The group’s board includes notable conservative figures like David Bernhardt,a lawyer who served as interior secretary during the first Trump administration and was investigated for failing to recuse himself from decisions affecting Halliburton, a former client. He now consults for oil and gas firms. Other advisers include Chris LaCivita Jr., a political consultant and son of the president’s 2024 campaign manager, as well as more centrist figures like Van Jones and David Livingston.

Shortly after the president took office Backer delivered a draft order to the White House containing a list of policy goals he’d developed in consultation with groups like Ducks Unlimited and the National Wildlife Federation. These included goals like restoring forests and combating plastic pollution. Though the final order, announced at the Iowa State Fair, does not explicitly mention climate change, Backer says it helps the EPA administrator and interior secretary “move in the right direction.” Based on his conversations with them, Backer says, “They’ve been focused on cutting. It’s my hope that they start building soon.”

A handsome white man in his 20s, baseball cap and t shirt smiles for the camera in front of an alpine lake with mountains all around and blue sky with clouds in the background.

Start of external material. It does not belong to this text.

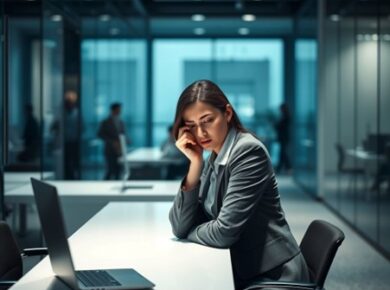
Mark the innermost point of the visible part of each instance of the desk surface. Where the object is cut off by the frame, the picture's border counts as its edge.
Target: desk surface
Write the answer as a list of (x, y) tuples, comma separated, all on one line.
[(365, 155), (139, 236), (150, 155), (99, 191)]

“Our message to conservatives is that this country is worth protecting,” says Benji Backer.Grist/Courtesy of Benji Backer

Though the Trump administration’s revisions substantially altered the order, Backer was quick to celebrate it. “Working with the White House on this EO for the past six months has been an honor,” he posted on X shortly after Trump signed the document. “This is an incredible step that will leave a positive mark for our environment for generations!”

Backer’s optimistic tone marks a shift from a letter he co-signed with nine other Republican leaders in December, stating that Trump’s win “raises serious questions about both the durability of recent climate gains and the prospects for future progress.” At that time, the coalition statement focused on the election of climate-engaged Republicans like representatives John Curtis and Marianette Miller-Meeks, both members of the Conservative Climate Caucus. Like many liberal organizations preparing for a Trump administration, the letter also discussed shifting focus to state and local climate action.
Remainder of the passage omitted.